There are at least several factors in play here:

  • The profit margin of selling CPUs is likely significantly higher than for selling DRAM. I would not be surprised if competition among DRAM manufacturers makes their profit margins somewhere around 5%, whereas CPU manufacturers are able to achieve significantly higher profit margins. Probably nowhere near as high as 90%, though. Maybe closer to 30% to 50%?

  • In CPU chips, only a fraction of the die area is taken up by cache memory, whereas for DRAM parts most of the die area is taken up by memory storage. I suspect this could account for a factor of around 5 to 10.

  • The cost to produce chips grows faster than linearly as the chips get larger, and these CPU chips are significantly larger than the DRAM devices.
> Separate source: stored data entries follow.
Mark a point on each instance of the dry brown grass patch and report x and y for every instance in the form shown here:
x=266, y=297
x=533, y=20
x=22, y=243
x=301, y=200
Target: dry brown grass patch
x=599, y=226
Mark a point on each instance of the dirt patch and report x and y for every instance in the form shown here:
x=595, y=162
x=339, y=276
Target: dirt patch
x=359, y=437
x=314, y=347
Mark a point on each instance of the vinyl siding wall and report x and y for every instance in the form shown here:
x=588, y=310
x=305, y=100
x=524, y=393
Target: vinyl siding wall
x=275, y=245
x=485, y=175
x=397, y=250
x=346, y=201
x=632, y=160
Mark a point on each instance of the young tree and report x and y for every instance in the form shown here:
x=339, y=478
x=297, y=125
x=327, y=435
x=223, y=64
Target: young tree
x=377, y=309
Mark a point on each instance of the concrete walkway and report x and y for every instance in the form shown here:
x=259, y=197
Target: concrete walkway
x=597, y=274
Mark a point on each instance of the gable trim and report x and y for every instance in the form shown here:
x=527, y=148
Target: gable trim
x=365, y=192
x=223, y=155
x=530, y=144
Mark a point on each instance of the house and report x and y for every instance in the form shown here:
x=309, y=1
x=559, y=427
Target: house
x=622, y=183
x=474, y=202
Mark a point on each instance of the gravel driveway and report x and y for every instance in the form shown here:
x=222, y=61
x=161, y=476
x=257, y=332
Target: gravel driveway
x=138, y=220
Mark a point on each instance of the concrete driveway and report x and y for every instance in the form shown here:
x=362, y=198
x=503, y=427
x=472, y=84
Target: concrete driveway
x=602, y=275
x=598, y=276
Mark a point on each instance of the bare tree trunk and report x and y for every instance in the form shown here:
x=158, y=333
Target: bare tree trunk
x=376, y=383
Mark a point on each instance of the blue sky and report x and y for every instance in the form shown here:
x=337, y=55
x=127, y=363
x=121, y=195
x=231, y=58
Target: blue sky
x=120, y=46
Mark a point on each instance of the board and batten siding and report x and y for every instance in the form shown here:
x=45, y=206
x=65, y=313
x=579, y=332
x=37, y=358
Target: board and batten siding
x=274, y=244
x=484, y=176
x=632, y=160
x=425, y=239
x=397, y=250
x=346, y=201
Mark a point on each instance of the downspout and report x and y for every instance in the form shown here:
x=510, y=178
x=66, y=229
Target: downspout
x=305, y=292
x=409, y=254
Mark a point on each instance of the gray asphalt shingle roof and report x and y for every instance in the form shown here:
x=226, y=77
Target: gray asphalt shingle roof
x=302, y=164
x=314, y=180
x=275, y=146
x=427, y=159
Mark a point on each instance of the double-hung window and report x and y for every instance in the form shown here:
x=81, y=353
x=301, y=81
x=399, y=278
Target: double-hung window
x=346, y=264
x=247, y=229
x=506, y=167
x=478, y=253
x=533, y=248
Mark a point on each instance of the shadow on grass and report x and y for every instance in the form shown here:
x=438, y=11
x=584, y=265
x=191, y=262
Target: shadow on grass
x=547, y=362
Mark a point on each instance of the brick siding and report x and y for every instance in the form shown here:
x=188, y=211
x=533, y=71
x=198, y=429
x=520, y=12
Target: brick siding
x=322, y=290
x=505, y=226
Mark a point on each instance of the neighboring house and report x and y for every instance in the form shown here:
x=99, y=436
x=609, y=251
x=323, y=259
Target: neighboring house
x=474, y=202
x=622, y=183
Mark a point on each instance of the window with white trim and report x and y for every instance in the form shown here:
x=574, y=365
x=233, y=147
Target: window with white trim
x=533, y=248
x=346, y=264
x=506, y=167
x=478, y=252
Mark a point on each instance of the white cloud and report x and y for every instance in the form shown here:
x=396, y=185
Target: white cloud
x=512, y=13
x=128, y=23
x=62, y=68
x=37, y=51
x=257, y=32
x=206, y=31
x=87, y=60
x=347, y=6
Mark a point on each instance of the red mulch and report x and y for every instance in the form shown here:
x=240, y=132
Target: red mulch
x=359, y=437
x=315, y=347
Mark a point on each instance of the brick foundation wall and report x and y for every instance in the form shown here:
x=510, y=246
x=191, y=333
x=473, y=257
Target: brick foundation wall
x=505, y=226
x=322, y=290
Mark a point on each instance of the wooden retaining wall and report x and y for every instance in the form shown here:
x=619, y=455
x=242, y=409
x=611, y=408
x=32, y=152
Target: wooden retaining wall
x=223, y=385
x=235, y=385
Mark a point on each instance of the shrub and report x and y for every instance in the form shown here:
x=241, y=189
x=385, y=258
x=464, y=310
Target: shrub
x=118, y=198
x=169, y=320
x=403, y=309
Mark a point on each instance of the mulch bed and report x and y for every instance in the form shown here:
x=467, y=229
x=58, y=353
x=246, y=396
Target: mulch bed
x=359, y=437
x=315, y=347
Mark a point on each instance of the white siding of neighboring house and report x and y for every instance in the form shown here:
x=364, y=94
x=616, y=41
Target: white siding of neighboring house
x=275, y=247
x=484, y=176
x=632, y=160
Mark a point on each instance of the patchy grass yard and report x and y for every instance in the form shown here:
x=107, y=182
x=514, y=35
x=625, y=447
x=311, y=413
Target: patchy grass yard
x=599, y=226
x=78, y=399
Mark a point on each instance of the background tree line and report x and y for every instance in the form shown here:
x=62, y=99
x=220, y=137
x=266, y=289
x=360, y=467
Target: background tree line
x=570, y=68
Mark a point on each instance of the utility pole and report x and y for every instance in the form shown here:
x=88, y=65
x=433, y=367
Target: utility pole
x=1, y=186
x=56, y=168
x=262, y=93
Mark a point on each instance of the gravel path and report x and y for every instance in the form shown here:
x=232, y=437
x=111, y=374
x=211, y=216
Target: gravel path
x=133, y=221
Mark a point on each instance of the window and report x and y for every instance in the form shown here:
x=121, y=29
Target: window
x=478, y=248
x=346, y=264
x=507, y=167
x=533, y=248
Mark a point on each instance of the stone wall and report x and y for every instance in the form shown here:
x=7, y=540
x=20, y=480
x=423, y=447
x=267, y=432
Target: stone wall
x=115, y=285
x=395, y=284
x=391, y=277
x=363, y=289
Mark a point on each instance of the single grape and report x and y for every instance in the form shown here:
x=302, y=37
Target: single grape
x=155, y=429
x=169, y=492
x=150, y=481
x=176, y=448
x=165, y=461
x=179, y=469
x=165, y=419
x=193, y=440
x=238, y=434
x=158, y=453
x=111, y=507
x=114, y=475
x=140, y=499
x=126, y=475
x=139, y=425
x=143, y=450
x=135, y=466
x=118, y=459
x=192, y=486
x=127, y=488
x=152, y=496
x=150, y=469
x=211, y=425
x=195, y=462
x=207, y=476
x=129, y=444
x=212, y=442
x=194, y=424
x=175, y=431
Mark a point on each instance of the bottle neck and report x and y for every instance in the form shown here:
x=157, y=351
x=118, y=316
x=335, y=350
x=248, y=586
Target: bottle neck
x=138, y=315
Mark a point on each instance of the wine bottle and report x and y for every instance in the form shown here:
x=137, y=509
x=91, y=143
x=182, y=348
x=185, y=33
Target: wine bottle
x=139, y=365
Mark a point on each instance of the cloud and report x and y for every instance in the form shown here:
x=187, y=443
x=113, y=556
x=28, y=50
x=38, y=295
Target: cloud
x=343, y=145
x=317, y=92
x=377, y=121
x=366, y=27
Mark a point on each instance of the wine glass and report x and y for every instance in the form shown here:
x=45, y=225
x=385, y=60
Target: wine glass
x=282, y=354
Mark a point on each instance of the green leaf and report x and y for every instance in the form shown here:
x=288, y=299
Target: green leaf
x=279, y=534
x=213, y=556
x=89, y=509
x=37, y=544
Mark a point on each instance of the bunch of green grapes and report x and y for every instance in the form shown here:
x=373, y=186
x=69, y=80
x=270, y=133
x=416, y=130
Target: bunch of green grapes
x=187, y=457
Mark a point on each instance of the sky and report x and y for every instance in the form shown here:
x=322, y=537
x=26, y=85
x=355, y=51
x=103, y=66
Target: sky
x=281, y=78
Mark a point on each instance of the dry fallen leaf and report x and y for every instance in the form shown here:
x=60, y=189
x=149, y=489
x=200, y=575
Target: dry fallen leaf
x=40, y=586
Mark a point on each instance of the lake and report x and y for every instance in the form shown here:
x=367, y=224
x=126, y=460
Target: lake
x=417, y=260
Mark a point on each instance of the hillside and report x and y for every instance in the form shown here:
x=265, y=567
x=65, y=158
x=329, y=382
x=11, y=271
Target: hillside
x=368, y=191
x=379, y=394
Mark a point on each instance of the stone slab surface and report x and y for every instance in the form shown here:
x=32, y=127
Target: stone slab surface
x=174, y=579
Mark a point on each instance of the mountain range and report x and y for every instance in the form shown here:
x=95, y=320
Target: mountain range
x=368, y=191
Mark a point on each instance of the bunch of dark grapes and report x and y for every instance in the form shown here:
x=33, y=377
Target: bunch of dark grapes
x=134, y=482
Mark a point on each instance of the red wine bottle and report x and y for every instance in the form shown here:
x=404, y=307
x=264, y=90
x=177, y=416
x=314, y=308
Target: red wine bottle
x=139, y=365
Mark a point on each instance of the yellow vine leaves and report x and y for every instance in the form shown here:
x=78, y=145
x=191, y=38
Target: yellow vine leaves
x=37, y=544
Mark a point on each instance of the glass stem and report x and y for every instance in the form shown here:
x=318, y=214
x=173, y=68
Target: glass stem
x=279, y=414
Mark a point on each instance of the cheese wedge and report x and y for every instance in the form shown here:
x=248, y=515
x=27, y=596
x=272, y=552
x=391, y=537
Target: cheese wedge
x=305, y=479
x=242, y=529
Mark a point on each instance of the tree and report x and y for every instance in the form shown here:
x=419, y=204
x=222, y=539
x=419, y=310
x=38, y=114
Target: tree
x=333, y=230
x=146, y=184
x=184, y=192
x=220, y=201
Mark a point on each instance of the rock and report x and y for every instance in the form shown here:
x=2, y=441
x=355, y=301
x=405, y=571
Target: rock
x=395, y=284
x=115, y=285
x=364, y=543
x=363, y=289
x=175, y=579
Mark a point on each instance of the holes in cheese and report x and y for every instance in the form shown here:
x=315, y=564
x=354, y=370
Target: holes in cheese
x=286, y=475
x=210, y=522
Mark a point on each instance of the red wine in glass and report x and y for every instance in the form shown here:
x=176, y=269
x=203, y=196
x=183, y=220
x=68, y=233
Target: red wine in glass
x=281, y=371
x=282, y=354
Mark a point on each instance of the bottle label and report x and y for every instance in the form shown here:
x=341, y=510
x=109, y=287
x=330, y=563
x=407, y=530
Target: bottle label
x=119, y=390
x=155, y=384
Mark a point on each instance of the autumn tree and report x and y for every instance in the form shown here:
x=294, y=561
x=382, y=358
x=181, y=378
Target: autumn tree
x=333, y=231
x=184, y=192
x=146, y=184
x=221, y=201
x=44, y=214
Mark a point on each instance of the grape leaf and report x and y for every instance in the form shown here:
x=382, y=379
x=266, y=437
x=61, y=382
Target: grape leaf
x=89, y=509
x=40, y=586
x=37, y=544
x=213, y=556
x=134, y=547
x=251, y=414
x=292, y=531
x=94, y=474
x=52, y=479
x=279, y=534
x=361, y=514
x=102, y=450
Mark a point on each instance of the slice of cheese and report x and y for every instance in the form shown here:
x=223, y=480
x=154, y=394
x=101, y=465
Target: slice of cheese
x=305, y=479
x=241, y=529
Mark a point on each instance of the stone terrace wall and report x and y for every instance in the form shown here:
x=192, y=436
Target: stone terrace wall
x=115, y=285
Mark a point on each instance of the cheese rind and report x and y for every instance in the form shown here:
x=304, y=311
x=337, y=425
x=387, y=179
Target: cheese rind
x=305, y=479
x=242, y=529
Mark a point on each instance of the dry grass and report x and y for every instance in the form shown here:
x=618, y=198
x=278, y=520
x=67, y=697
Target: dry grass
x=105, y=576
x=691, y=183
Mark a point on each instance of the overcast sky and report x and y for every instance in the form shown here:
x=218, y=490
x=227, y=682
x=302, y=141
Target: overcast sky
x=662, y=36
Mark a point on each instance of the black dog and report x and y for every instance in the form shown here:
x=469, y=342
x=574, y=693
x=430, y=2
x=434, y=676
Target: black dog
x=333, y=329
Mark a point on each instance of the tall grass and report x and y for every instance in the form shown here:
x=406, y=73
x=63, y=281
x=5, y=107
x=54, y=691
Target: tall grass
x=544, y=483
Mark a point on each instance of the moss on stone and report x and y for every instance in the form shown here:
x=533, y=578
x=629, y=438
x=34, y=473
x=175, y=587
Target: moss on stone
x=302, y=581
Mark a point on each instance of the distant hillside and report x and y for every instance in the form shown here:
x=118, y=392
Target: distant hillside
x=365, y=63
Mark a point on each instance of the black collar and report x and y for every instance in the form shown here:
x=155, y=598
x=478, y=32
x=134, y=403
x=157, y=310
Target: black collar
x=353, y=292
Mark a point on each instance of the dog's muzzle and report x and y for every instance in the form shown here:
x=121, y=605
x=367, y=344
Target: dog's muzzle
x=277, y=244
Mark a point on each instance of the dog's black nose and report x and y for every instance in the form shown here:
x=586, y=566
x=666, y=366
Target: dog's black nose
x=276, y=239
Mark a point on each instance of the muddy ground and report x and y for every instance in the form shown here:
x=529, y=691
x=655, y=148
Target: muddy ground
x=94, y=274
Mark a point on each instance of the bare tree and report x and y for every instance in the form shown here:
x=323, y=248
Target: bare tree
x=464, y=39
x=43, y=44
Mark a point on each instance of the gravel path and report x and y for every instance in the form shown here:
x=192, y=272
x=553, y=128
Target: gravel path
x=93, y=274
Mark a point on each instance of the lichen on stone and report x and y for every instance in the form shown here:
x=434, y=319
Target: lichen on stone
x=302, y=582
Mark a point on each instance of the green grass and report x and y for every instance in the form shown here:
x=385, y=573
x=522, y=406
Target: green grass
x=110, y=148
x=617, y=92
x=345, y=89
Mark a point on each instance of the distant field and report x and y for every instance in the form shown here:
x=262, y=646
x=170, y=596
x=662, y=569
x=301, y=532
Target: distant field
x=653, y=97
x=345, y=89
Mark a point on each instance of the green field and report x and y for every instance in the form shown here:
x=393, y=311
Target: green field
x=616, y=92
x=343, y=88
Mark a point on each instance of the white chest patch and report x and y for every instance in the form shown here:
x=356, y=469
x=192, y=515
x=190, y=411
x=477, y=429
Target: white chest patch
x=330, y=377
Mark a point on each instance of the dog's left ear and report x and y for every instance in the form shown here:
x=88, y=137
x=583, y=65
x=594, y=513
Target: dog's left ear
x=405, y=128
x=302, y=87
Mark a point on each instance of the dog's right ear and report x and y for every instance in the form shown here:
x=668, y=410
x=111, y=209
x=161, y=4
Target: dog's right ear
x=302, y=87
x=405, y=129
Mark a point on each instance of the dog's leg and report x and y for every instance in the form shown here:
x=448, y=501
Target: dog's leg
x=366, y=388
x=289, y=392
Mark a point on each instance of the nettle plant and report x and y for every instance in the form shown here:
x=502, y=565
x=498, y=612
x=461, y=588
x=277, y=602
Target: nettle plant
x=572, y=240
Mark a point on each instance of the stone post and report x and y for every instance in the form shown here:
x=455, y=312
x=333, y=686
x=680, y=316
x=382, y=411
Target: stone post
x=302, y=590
This is due to larger silicon dies having a larger fraction of them with at least one defect on them, causing them in some cases to be discarded, unless part of the chip can be disabled and the device sold as a cheaper smaller part (e.g. as a 4-core CPU instead of an 8-core CPU, because some cores are non-functional). DRAM parts probably have 90% or higher "yields" (fraction of chips that can be sold with full functionality), due to techniques to "route around" bad bits of memory to spare blocks of memory, because the structure of the logic is so regular and repeating. This is possible with CPU chips, too, but typically only for defects in the regular parts of the design (e.g. cache memory) or by disabling larger fractions of the chip (e.g. a whole CPU core).

  • The on chip caches are simply more die area per bit of storage than DRAM hardware is. They have lower latency requirements, and higher random access rates and bandwidths.

You may reasonably ask: Why no Intel processors on this list? The answer seems to be: they are not the cheapest CPUs available per bit of on-chip cache memory. Intel CPUs are all more expensive by that measurement than the CPUs above. This could be because Intel is able to sell their CPUs with a higher profit margin than AMD does, or Intel's CPUs have a smaller fraction of their die area consumed by cache memory, or some combination of those factors.